Farmers in Chariton County who own low land or swamp land, unfit for cultivation, find that after properly ditching and tile draining this kind of soil the value of the land is enhanced three or four fold.

The Owen Grain and Milling Company, owned by Walter S. Owen, is one of Brunswick's thriving enterprises, with a capacity of turning out daily 125 barrels of flour and 100 barrels of meal and shipping annually over 80,000 bushels of wheat and more than 100,000 bushels of com. This company stands high for fair dealing and they enjoy not only a splendid trade at home, but also throughout Chariton and neighboring counties their products of flour and meal are rated as the best.

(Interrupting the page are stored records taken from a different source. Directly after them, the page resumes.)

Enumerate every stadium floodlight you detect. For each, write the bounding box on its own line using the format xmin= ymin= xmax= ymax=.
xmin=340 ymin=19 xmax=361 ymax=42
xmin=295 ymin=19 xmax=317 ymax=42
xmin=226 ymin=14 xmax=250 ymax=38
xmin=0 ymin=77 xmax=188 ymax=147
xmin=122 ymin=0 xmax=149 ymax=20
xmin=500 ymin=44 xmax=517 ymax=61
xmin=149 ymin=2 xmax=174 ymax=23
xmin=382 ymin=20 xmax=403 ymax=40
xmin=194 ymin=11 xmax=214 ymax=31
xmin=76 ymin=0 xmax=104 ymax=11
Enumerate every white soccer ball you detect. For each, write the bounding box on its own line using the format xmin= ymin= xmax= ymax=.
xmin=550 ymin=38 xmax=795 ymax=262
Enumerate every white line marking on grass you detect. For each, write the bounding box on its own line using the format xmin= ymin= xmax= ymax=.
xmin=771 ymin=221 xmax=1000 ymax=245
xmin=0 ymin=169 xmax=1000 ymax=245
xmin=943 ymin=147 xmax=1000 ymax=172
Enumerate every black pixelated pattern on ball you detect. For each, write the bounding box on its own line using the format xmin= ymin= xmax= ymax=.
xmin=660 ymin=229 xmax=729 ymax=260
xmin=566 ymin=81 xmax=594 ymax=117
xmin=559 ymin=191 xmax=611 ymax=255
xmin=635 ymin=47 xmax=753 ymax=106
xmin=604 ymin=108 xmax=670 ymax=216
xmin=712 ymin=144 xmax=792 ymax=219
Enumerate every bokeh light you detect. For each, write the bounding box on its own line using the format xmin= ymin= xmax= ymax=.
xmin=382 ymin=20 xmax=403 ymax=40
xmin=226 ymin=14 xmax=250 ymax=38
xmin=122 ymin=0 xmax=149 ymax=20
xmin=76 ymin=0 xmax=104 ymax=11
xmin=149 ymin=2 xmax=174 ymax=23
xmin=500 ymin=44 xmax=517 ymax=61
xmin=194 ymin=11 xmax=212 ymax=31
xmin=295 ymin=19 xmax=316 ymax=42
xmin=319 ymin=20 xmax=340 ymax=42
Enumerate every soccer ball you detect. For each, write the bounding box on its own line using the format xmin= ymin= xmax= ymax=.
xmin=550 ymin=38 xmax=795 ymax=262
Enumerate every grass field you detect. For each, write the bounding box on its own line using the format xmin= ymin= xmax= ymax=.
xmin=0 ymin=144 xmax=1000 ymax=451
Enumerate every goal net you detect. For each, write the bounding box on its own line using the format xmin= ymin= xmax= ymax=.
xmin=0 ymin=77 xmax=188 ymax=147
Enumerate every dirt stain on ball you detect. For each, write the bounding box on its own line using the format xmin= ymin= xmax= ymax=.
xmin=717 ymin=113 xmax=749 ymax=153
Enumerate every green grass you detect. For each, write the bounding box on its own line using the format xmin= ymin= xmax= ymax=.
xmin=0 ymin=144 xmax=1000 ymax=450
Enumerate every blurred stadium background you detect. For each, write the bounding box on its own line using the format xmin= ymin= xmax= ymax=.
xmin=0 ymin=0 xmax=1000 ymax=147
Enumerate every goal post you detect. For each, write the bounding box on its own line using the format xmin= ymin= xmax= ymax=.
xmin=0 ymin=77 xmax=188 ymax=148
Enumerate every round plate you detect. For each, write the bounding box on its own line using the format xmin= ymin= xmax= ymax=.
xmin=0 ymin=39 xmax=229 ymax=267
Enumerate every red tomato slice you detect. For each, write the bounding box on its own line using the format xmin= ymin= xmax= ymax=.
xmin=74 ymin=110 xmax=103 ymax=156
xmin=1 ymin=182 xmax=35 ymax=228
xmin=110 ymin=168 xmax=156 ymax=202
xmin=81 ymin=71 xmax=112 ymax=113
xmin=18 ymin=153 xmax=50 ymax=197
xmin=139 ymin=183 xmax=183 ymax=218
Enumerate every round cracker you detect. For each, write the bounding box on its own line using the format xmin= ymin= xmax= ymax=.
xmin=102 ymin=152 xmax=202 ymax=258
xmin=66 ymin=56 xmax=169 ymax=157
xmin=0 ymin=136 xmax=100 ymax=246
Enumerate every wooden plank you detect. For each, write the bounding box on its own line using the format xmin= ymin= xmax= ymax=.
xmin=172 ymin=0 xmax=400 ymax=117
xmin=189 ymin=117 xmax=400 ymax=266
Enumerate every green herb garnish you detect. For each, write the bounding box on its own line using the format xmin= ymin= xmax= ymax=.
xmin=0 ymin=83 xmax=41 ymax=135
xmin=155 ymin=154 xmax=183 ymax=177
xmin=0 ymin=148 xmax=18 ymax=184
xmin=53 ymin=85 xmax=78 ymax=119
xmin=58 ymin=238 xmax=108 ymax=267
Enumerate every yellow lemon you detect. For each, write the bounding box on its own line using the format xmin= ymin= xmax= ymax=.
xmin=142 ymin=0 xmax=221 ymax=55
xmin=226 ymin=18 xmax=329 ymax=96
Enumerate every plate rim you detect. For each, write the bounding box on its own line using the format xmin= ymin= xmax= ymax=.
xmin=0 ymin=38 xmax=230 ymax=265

The Brunswick Elevator Company, owned by Cashman Brothers, also ship from this place annually some 50,000 bushels of wheat and more than 100,000 bushels of corn.

Brunswick has an excellent telephone system and a splendidly equipped electric light and water works company, the latter supplying an abundance of water to stores and residences and serves as a protection in case of fire.